Nihat ERCAN
(TGH Onursal Başkanı)
ni.ercan@googlemail.com
Her seçim öncesi kullanılan, politik partilerin dillerinden düşürmedikleri „Bu seçim çok önemli, yoksa…“ benzeri söylemlerin toplumun büyük bölümünce kanıksandığı, insanların üzerinde etki göstermediği bir gerçektir. Özellikle seçim yorgunu Almanya toplumunun geleneksel partilere karşı bu umursamaz tutumları, seçimlere katılma oranının çok aşağılara düşmesine neden olurdu.
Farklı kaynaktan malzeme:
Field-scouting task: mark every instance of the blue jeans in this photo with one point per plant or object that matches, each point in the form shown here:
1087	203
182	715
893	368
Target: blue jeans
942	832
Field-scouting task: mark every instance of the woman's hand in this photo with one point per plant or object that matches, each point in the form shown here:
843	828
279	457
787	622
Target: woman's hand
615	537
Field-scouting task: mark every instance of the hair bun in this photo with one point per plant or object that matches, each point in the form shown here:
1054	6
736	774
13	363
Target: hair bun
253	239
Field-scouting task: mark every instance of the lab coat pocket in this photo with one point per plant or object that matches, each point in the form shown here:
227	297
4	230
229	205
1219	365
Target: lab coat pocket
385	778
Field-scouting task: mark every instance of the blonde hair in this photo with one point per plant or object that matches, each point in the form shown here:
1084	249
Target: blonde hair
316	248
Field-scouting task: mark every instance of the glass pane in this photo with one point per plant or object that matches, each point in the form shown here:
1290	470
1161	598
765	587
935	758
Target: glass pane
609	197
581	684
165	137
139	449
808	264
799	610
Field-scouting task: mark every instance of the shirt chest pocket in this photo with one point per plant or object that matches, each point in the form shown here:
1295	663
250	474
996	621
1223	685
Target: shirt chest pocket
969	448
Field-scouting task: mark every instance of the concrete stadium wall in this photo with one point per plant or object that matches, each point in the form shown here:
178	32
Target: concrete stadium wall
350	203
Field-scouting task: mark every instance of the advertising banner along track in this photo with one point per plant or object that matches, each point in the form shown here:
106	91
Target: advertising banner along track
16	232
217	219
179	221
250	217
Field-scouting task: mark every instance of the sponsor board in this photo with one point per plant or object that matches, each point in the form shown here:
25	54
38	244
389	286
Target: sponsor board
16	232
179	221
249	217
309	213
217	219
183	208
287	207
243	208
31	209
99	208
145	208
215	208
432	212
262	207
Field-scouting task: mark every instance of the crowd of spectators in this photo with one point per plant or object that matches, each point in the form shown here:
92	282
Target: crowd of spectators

Toplumun yarısına yakını oy kullanmaz, sonucun değişmeyeceğini düşünür ve de öyle olurdu, en kötü olasılıkla ülkeyi bir koalisyon erki yönetirdi. Son örnekte olduğu gibi, bu ikili değil üçlemeli bir ortaklık bile olurdu, hatta, azınlık hükümeti kurulur, bürokratlar işleri tıkır tıkır yürütürdü. Ancak bu domokrasi tektüzeli, uzunca aralıktan sonra, bazı aşırı uçlardan partileşmelerle, ya da parlamento dışı muhalefet denilen örgütlenmelerle hareketlenir, bir şeyler olumlu ya da olumsuz yönde değiştirilebilirdi. Bu, toplumun sistem partilerine bir uyarısı niteliğinde olurdu, pek uzun erimli olmazdı. Sistemin geleneksel güçleri bu çıkışları yeniden eriterek sisteme uyarlardı.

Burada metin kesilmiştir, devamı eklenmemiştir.